For Binda and Lenihan, it was an idea worth exploring.
“You think of Andy Warhol and Jackson Pollack with these huge rooms to go crazy on,” says Binda. “That was our inspiration, and our dream. Jesse and I thought it up, and he handled a lot of the logistics and I handled a lot of the cheerleading. People have come to us from all over; Jesse worked at the coffee shop, so we’ve connected to artists in all these different ways.”
They’ve filled the different rooms in the space with different artists, all of which contribute to the rent and the shows. There are individual studio spaces, and big front rooms for the gallery shows. Binda says those rooms have evolved and sometimes also gets used for movie nights, or watching TED Talks through a projector.
“I’m moving through a shift to be able to devote more time to my artwork,” says Binda. “I let go of a job. I’m 28, so I’m in this Saturn return thing, and I see that influencing my artwork. This piece here with the unicorn is the oldest one in my collection; it was made before I got here. As you can see, it’s really full. There are a lot of layers. There’s a lot of stuff. Then when you look at some of these other pieces, they’ve lightened up. They’re in lighter colors. The Pele Moonlight piece right there is one of my favorite pieces, inspired by a trip to the Big Island. Refining and simplifying is something that’s happening to my work. My palette is changing. I lost someone close to me in the midst of it, and the butterfly wing piece is a spirit transformation symbol for me. It’s a funny thing about showing your art, too: it’s so exposed. You’re saying to the public, ‘Here I am on a wall. Look at me. I feel naked.’ But it’s fun, too. It makes you grow, and it feels good to talk about it. ”
Painting is Binda’s main medium but she plans on expanding into textiles.
“I draw and use oil pastels sometimes, but most of what I’m doing is using upcycled canvasses and paint,” she says. “I get a lot of my canvases from friends leaving the island or from the thrift store. I get paint from the paint recycling program here.
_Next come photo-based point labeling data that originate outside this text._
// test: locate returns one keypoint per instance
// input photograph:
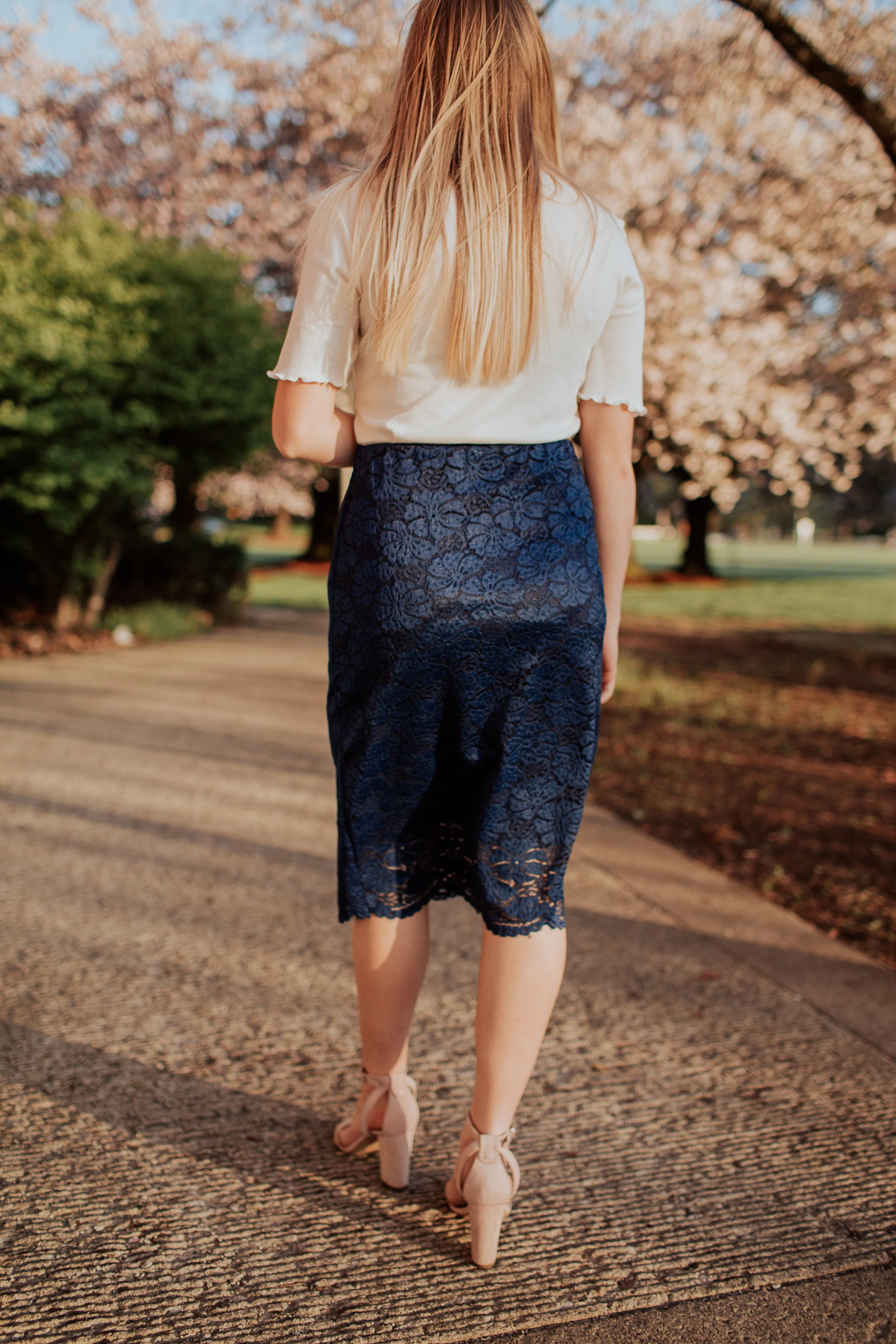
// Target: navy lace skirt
(467, 623)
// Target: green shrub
(158, 620)
(188, 570)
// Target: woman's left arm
(307, 424)
(606, 459)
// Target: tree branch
(808, 57)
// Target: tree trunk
(283, 526)
(326, 495)
(185, 517)
(97, 600)
(837, 77)
(695, 560)
(68, 612)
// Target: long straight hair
(475, 115)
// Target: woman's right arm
(606, 459)
(307, 424)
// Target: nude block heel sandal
(485, 1179)
(395, 1136)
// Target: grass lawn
(769, 756)
(821, 603)
(307, 592)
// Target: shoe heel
(485, 1230)
(395, 1160)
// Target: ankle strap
(507, 1138)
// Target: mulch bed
(319, 569)
(769, 754)
(18, 643)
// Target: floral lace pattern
(467, 624)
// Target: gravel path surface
(178, 1039)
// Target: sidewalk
(178, 1039)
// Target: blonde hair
(475, 115)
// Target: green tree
(116, 354)
(76, 443)
(205, 370)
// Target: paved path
(714, 1112)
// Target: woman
(485, 312)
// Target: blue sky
(79, 42)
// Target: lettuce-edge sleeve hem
(306, 377)
(632, 404)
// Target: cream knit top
(589, 349)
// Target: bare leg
(390, 963)
(519, 983)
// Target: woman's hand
(308, 425)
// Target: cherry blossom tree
(761, 208)
(762, 217)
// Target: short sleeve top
(589, 346)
I studied fashion–I also make clothes–so I would love to do more textiles. I think my art would be great translated into fabric. I want to upload some of my artwork to the Society 6 website to have some durable goods made. People could order duvet covers with my prints on it. That is just cool. I like the idea of getting art into the world–it doesn’t have to be this mysterious thing on the wall that someone did sometime. It can be accessible.”
The Treehouse Gallery Birthday Luau show takes place on July 30 and starts at 4pm. The show will include DJ Chad Kistler on vinyl and a tea ceremony. The community is invited. Rumor has it that Lenihan will be back again too.
“A big part of what I’m so proud of looking back a year later is the whole transformation this place has taken on with the help of so many people,” says Binda. “This place has so much potential to grow. People get stoked when they come to our shows. I think it inspires people’s playfulness. To just create. We are happier when we have that in our lives.”